Here is a summary of the key points from Kathryn Porter's speech delivered at a Net Zero Watch event in Edinburgh on 9 March 2026: Full Transcript [Click Here]
Scotland's Looming Energy Crisis — Key Points
1. The "electricity superpower" myth Porter opens by challenging the popular notion that Scotland is an energy superpower. In reality, Scotland's grid is held together by just two power stations — Torness (nuclear) and Peterhead (gas) — and the National Energy System Operator (NESO) will not allow both to go offline simultaneously for maintenance.
2. How electricity grids actually work She gives a detailed explanation of why grid stability is a physics problem, not a political one. Conventional power stations maintain grid frequency (50 Hz) and voltage through natural electromagnetic "inertia" — they resist fluctuations automatically. Wind and solar, by contrast, use inverters that are "grid following": they need a stable grid to operate and cannot form or stabilise one themselves.
3. Why batteries and renewables cannot fully replace conventional generation Batteries and inverter-based technologies can provide some support services, but only through complex, expensive control systems — not naturally. Grid-forming inverters remain experimental, with none proven at operational scale anywhere in the world.
4. The Iberian blackout of April 2025 Porter argues clearly that this blackout — which cost 11 lives and caused an estimated 165 excess deaths — was caused by renewables. A cascade failure began with a faulty solar inverter, was worsened by wind and solar generators failing to meet grid code obligations during a frequency drop, and resulted in the entire grid collapsing within seconds. She uses this as a direct warning for Scotland.
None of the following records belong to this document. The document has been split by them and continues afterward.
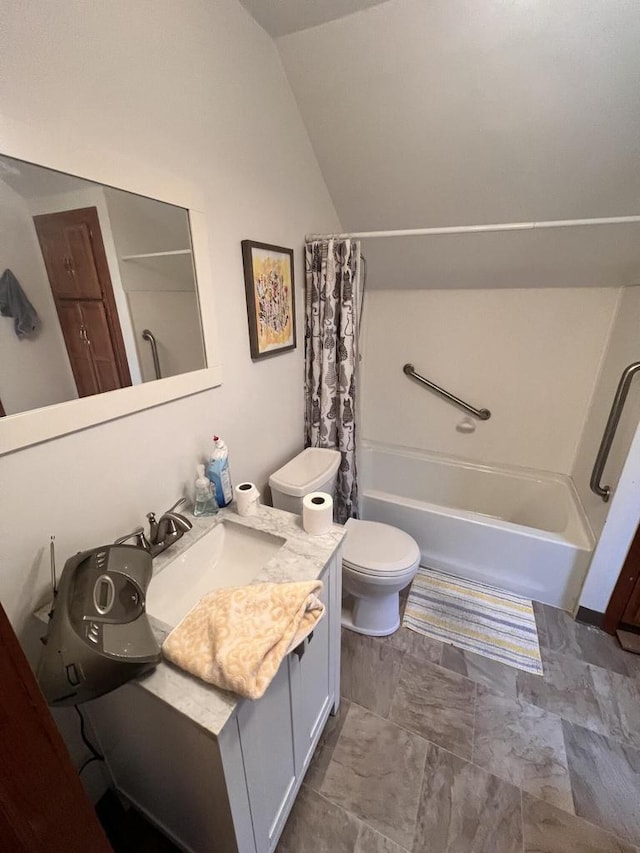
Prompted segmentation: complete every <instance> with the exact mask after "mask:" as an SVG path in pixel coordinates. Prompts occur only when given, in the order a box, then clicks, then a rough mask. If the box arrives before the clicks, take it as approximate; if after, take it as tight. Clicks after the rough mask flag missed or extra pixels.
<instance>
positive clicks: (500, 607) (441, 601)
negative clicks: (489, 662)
mask: <svg viewBox="0 0 640 853" xmlns="http://www.w3.org/2000/svg"><path fill="white" fill-rule="evenodd" d="M402 624H403V626H404V627H406V628H411V630H413V631H417V632H418V633H419V634H426V635H427V636H428V637H433V638H434V639H437V640H441V641H442V642H445V643H451V644H452V645H454V646H456V647H457V648H459V649H464V650H467V651H469V652H473V653H475V654H479V655H483V656H484V657H487V658H491V659H493V660H497V661H500V662H501V663H504V664H507V665H509V666H513V667H515V668H517V669H522V670H525V671H526V672H531V673H533V674H534V675H542V661H541V659H540V648H539V646H538V633H537V629H536V620H535V617H534V615H533V606H532V603H531V601H528V600H527V599H525V598H522V597H521V596H518V595H510V594H509V593H506V592H504V591H503V590H499V589H495V588H494V587H490V586H487V585H486V584H479V583H474V582H473V581H469V580H466V579H462V578H457V577H455V576H454V575H447V574H443V573H442V572H436V571H434V570H432V569H428V568H424V567H423V566H420V568H419V569H418V573H417V575H416V577H415V578H414V580H413V582H412V584H411V588H410V590H409V597H408V599H407V605H406V608H405V611H404V617H403V621H402Z"/></svg>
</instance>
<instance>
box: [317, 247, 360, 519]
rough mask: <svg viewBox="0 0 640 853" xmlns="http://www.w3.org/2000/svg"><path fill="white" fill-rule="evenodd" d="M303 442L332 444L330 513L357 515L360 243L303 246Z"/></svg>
mask: <svg viewBox="0 0 640 853" xmlns="http://www.w3.org/2000/svg"><path fill="white" fill-rule="evenodd" d="M305 263H306V273H307V275H306V293H305V445H306V446H307V447H331V448H333V447H335V448H337V449H338V450H339V451H340V453H341V455H342V460H341V462H340V467H339V469H338V481H337V484H336V495H335V510H334V518H335V520H336V521H337V522H339V523H340V524H344V522H345V521H346V520H347V519H348V518H352V517H354V518H357V517H358V510H359V508H358V479H357V471H356V415H357V384H358V367H359V365H358V361H359V358H358V356H359V328H360V322H359V321H360V317H359V314H360V306H361V300H362V294H361V290H360V243H359V241H357V240H332V239H330V240H325V241H317V242H314V243H307V244H306V246H305Z"/></svg>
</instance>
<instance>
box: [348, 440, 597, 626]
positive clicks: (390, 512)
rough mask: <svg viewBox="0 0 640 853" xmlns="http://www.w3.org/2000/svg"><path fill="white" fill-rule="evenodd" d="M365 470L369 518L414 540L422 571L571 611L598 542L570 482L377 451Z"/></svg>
mask: <svg viewBox="0 0 640 853" xmlns="http://www.w3.org/2000/svg"><path fill="white" fill-rule="evenodd" d="M359 472H360V484H361V486H360V498H361V511H362V517H363V518H366V519H369V520H372V521H382V522H386V523H387V524H393V525H395V526H397V527H400V528H401V529H402V530H406V532H407V533H410V534H411V536H413V537H414V538H415V539H416V541H417V542H418V545H419V546H420V551H421V552H422V561H421V562H422V564H423V565H425V566H429V567H430V568H434V569H441V570H442V571H446V572H451V573H452V574H456V575H460V576H463V577H468V578H472V579H474V580H478V581H483V582H485V583H488V584H492V585H493V586H497V587H500V588H502V589H506V590H509V591H511V592H514V593H518V594H520V595H524V596H527V597H528V598H533V599H536V600H537V601H543V602H545V603H546V604H551V605H554V606H555V607H561V608H563V609H565V610H573V608H574V606H575V604H576V602H577V599H578V596H579V593H580V588H581V586H582V582H583V580H584V577H585V575H586V572H587V569H588V567H589V561H590V559H591V552H592V550H593V546H594V540H593V534H592V533H591V530H590V528H589V524H588V522H587V519H586V516H585V514H584V511H583V509H582V507H581V505H580V501H579V499H578V496H577V494H576V491H575V488H574V486H573V483H572V481H571V479H570V478H569V477H565V476H563V475H561V474H549V473H544V472H539V471H531V470H528V469H517V468H497V467H488V466H484V465H477V464H474V463H470V462H466V461H463V460H461V459H456V458H451V457H444V456H440V455H439V454H431V453H426V452H423V451H417V450H409V449H405V448H401V447H394V446H392V445H386V444H374V443H365V444H364V446H363V447H362V449H361V452H360V466H359Z"/></svg>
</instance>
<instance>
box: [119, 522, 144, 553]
mask: <svg viewBox="0 0 640 853" xmlns="http://www.w3.org/2000/svg"><path fill="white" fill-rule="evenodd" d="M127 539H135V540H136V542H135V544H136V545H137V547H138V548H144V550H145V551H149V549H150V545H149V541H148V539H147V537H146V536H145V535H144V528H143V527H136V529H135V530H132V531H131V533H127V535H126V536H120V538H119V539H116V541H115V542H114V543H113V544H114V545H122V544H124V543H125V542H126V541H127Z"/></svg>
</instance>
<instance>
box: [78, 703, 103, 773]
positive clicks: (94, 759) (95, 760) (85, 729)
mask: <svg viewBox="0 0 640 853" xmlns="http://www.w3.org/2000/svg"><path fill="white" fill-rule="evenodd" d="M73 707H74V708H75V709H76V712H77V714H78V716H79V717H80V737H81V738H82V740H83V742H84V745H85V746H86V747H87V749H88V750H89V752H90V753H91V757H90V758H87V760H86V761H84V762H83V763H82V764H81V765H80V769H79V770H78V773H82V771H83V770H84V769H85V767H87V766H88V765H89V764H91V762H92V761H104V755H102V754H101V753H100V752H99V751H98V750H97V749H96V748H95V746H94V745H93V744H92V743H91V741H90V740H89V738H88V737H87V732H86V729H85V722H84V716H83V714H82V711H81V710H80V708H79V707H78V705H74V706H73Z"/></svg>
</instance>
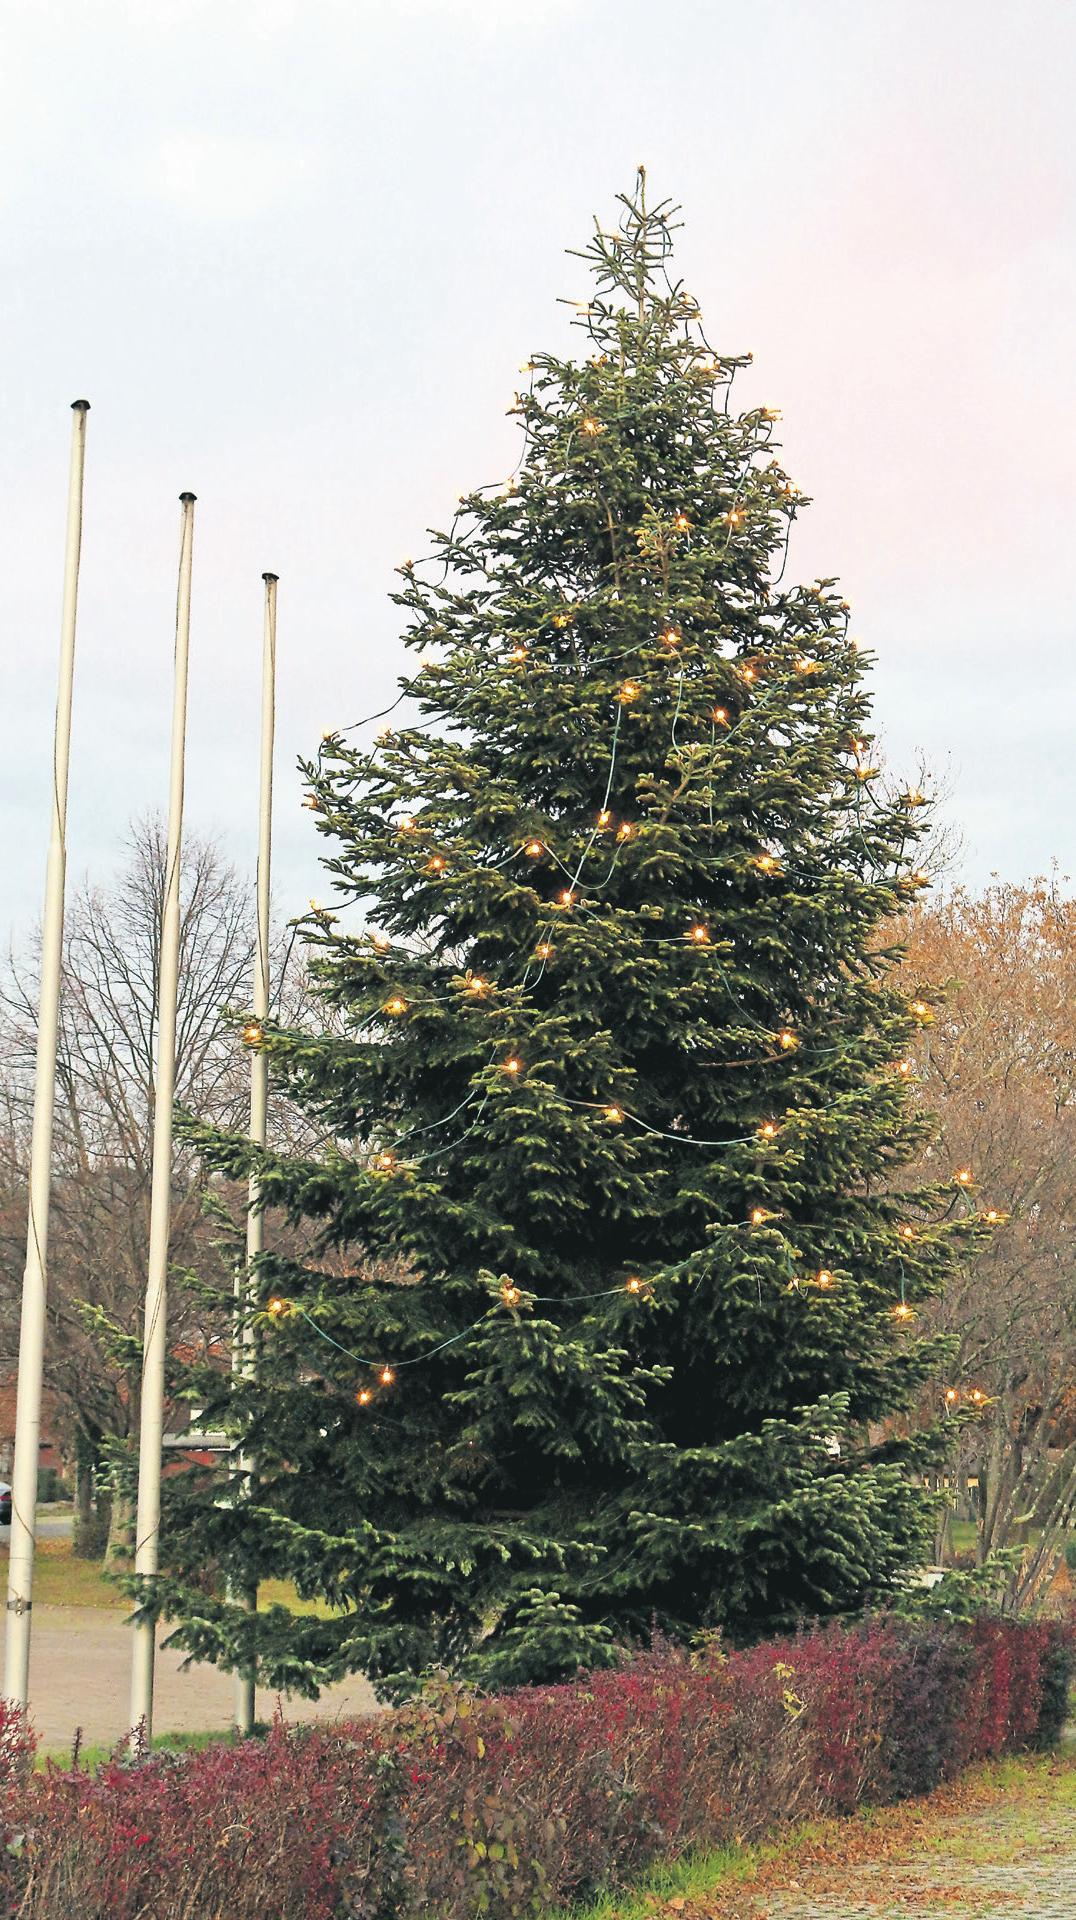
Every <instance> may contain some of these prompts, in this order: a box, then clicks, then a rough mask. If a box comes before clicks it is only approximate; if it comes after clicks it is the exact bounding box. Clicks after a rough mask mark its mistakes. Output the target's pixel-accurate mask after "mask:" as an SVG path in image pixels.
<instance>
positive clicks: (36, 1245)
mask: <svg viewBox="0 0 1076 1920" xmlns="http://www.w3.org/2000/svg"><path fill="white" fill-rule="evenodd" d="M71 409H73V413H75V419H73V422H71V470H69V480H67V547H65V555H63V611H61V616H60V693H58V697H56V735H54V747H52V828H50V835H48V866H46V876H44V922H42V929H40V1006H38V1023H37V1069H35V1112H33V1135H31V1196H29V1221H27V1263H25V1269H23V1319H21V1327H19V1386H17V1411H15V1463H13V1469H12V1548H10V1561H8V1649H6V1668H4V1695H6V1699H13V1701H17V1705H19V1707H25V1705H27V1692H29V1670H31V1607H33V1559H35V1526H37V1469H38V1457H40V1386H42V1371H44V1308H46V1288H48V1200H50V1188H52V1112H54V1098H56V1043H58V1033H60V981H61V973H63V881H65V874H67V766H69V758H71V695H73V687H75V612H77V605H79V559H81V551H83V474H85V465H86V413H88V411H90V403H88V399H75V401H71Z"/></svg>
5. Scotland's specific vulnerability Scotland already experiences voltage control issues and sub-synchronous frequency oscillations since the premature closure of Longannet coal station in 2016. The closure of Torness is scheduled by March 2030–2032, and Peterhead is ageing. With lead times for new gas turbines at 7–8 years, there is a realistic scenario where Scotland has no major conventional generator — a situation she describes as "a recipe for disaster."
6. Geography and transmission challenges Most electricity demand is in England, while most new renewable generation is in northern Scotland. Long transmission distances make voltage control harder, amplifying the need for strategically located synchronous generators.
7. An unacknowledged engineering experiment The replacement of conventional generation with synchronous condensers, grid-forming batteries, and synthetic inertia systems is an experiment being conducted at massive scale — without public knowledge or consent, and without any proven track record at that scale.
8. Oil and gas remain essential Porter widens the lens: roughly 80% of UK homes are heated with gas and almost all transport still runs on oil. Full electrification of heating and transport is decades away and enormously expensive. Abandoning domestic oil and gas production in the meantime is, in her view, strategically reckless.
9. The North Sea is not finished The UK Continental Shelf is a mature but not exhausted basin. Large recent discoveries in the adjacent Norwegian sector suggest significant resources remain. However, punitive taxation (including a windfall tax giving some companies effective rates above 100%) and a ban on new exploration drilling have driven investment overseas. Last year was the first in decades with no new exploration or appraisal wells drilled.
10. Economic and jobs consequences The North Sea supports a vast ecosystem of highly skilled jobs in engineering, subsea operations, marine services, and logistics — particularly in north-east Scotland. Accelerated decline through policy destroys capabilities that took generations to build and that are also needed for any future energy transition.
11. The decommissioning time bomb The UK has spent the tax prepayments intended to fund future decommissioning liabilities. When the basin enters net decommissioning (expected early 2030s), the Treasury will begin paying out billions in rebates rather than collecting tax revenues — and hostile policy is bringing that moment forward.
12. Policy recommendations Porter calls for:
- abolishing the windfall tax;
- lifting the ban on drilling;
- resetting the regulatory framework to maximise economic recovery;
- fast-tracking tie-backs and exploration permits;
- and creating a supportive fiscal regime for investment.
Conclusion Porter's central argument is that energy policy must be grounded in physics and engineering reality, not political slogans. Scotland risks dismantling the very industries and capabilities that made it an energy leader.
The goal, she says, should be simple: "keep the lights on, keep the economy running, and keep Scotland at the centre of Europe's energy future."